Have ya ever seen a billion dollar sale of a business and wonder how it happens?
The largest and most successful sales of businesses are handled in a carefully crafted process that has been refined since the early days of business.
I’m gonna break that process down for you right now.
Below are the 10 steps to selling your business — since the biggest and most successful sales of businesses happen with the help of an investment bank, I’m going to include them in my 10 step process.
Here we go:
First, you’ll need to send out a request for proposal (RFP) to investment banks who you think would do a good job selling your business.
You should leverage your network to find a quality investment bank — if you need help with networking, you can start with my articles mentioning business networking tips.

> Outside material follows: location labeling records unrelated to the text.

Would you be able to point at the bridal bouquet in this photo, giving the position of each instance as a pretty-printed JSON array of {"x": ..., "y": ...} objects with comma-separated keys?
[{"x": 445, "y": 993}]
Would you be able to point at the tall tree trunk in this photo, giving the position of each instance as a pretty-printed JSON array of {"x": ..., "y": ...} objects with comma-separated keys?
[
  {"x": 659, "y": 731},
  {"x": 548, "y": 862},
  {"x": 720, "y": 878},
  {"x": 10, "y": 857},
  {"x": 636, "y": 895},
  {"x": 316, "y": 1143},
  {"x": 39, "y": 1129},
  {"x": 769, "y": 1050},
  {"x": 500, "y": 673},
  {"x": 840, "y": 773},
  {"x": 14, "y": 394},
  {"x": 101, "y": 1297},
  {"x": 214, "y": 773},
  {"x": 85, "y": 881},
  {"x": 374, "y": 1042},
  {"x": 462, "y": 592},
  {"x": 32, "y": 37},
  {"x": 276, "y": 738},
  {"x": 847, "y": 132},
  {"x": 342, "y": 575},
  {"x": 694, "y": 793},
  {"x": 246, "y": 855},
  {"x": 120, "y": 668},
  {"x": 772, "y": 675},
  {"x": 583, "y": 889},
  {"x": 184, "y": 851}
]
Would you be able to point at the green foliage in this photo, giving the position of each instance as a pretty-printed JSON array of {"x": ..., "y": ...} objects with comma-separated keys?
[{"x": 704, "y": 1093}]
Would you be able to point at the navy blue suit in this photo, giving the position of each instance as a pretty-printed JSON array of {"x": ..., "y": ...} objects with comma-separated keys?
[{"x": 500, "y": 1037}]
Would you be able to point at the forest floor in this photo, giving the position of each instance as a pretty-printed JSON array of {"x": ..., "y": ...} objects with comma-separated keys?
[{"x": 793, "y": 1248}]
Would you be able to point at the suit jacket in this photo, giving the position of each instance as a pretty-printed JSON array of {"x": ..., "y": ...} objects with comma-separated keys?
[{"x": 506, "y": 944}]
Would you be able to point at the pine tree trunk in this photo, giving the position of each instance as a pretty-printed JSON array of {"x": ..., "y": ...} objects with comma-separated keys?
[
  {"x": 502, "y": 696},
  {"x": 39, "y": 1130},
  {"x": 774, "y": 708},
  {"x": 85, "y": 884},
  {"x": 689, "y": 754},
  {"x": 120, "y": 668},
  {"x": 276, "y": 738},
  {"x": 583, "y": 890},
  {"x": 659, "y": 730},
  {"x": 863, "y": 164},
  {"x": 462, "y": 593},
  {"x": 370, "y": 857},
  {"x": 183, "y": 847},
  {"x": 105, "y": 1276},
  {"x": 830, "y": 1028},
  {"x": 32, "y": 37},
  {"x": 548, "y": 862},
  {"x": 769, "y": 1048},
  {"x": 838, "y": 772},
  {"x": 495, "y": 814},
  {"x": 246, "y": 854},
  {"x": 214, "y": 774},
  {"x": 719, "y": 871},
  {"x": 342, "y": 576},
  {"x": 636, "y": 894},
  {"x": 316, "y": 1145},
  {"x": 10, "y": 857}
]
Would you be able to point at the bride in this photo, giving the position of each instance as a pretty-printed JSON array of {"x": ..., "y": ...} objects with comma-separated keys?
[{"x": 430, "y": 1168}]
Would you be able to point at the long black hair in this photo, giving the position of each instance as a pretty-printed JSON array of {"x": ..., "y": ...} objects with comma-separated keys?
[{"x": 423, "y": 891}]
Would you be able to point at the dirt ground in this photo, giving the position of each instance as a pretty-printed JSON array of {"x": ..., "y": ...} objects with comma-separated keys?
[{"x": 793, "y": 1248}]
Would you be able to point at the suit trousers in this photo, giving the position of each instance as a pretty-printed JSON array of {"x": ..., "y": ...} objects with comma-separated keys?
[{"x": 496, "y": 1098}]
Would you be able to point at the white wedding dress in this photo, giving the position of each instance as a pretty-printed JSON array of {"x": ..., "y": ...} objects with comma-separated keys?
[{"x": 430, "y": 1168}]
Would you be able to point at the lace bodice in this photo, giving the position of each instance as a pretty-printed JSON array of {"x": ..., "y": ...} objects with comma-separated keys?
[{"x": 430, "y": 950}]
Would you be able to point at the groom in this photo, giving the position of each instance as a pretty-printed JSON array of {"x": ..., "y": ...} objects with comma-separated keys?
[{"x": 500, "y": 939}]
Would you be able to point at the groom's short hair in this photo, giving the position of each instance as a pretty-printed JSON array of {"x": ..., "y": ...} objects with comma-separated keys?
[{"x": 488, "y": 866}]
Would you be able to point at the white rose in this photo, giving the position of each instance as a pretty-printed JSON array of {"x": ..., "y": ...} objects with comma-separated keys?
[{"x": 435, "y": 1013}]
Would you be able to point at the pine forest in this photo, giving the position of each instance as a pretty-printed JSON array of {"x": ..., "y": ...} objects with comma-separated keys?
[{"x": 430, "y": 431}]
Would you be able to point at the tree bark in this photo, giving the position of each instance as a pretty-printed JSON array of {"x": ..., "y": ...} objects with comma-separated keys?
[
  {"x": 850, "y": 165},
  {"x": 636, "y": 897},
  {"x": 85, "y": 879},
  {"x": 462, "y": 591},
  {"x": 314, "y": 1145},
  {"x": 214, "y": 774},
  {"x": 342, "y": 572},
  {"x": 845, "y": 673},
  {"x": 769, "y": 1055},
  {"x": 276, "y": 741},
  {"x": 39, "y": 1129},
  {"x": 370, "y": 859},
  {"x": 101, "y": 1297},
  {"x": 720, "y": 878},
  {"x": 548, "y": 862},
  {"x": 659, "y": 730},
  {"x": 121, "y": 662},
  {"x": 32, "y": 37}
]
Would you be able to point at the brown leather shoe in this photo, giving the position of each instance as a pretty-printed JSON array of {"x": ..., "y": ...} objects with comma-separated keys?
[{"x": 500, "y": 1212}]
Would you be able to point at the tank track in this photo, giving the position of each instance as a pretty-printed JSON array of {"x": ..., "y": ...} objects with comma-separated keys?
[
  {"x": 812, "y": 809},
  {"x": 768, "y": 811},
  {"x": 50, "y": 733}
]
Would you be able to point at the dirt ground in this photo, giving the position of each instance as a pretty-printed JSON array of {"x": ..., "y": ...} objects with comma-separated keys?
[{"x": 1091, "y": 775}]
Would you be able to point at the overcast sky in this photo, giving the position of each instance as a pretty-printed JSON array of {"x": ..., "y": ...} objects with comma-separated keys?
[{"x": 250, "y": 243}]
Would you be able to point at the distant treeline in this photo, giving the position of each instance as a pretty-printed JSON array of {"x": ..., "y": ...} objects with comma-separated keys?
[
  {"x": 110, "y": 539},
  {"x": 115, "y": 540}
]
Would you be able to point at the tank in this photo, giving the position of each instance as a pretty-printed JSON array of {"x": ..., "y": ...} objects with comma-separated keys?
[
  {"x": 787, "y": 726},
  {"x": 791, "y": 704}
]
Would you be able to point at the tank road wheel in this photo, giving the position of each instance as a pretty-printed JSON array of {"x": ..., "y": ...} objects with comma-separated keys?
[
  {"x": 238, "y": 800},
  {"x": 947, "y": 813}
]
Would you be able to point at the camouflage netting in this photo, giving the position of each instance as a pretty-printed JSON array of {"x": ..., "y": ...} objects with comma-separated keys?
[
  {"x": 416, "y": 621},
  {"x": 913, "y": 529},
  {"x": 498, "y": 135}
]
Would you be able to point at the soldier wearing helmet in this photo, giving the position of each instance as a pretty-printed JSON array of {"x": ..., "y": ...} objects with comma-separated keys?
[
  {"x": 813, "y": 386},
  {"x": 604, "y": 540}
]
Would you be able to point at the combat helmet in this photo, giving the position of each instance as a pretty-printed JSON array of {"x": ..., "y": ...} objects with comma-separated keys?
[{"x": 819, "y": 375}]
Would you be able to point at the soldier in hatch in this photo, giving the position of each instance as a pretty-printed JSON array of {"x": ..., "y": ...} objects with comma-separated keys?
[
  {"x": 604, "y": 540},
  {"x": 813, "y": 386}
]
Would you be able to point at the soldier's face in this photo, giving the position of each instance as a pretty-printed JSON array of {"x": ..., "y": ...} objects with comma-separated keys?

In the RFP, you’ll want to ask the investment banks a common set of questions for them to answer. Here are some examples:
For your choice of an investment bank, I recommend you rely heavily on:
A) Your chemistry with the individual investment banker with whom you’d be working.
B) The references you speak with (you need to dig in with these folks).
C) The experience the investment bank has with sellers like you and buyers of companies that feel similar to yours.
D) A cost structure that is weighted heavily towards the investment bank’s performance (my preference is a straight commission of a sale (1% to 2% is fairly common.
Investment banks will typically charge a minimum amount for smaller deals (this makes sense because “a deal is a deal,” as they say — as in, it takes roughly the same amount of work for an investment banker to sell a $100 Million business as it does to sell a $1 Million business).
You then sign an engagement letter with the investment bank — this can be as simple as a 2-page Agreement.
The investment bank will now work with you on putting together what’s called a “book” (or “Offering Memorandum” or “Management Presentation”).
These consist of the key information on your:
This management presentation — which may be as simple as a 50 to 100 slide Powerpoint-type presentation — will be the main selling document the investment bank and you use to sell your business.
Your new investment bank will do market research and come up with anywhere from 20 to 50 target buyers of your business.
Why so many target buyers?
Most investment bankers stick to their philosophy that “competition breeds the best price.”
Many of these target buyers may be companies you’ve never heard of. The target buyers will typically consist of two types of businesses:
A) “Financial Buyers” — These firms are typically private equity firms that are looking for cash-flow positive businesses to invest in that can be sold to a larger buyer or taken public.
B) “Strategic Buyers” — These are companies for whom your business adds strategic value. For example, you may have products that their existing customers would like to buy or vice-versa (e.g. you have customers who would buy their products).
Strategic buyers may also find redundancies between your business on the expense side such as overlapping customer service, technology or administrative costs that can be eliminated through the combination of your businesses.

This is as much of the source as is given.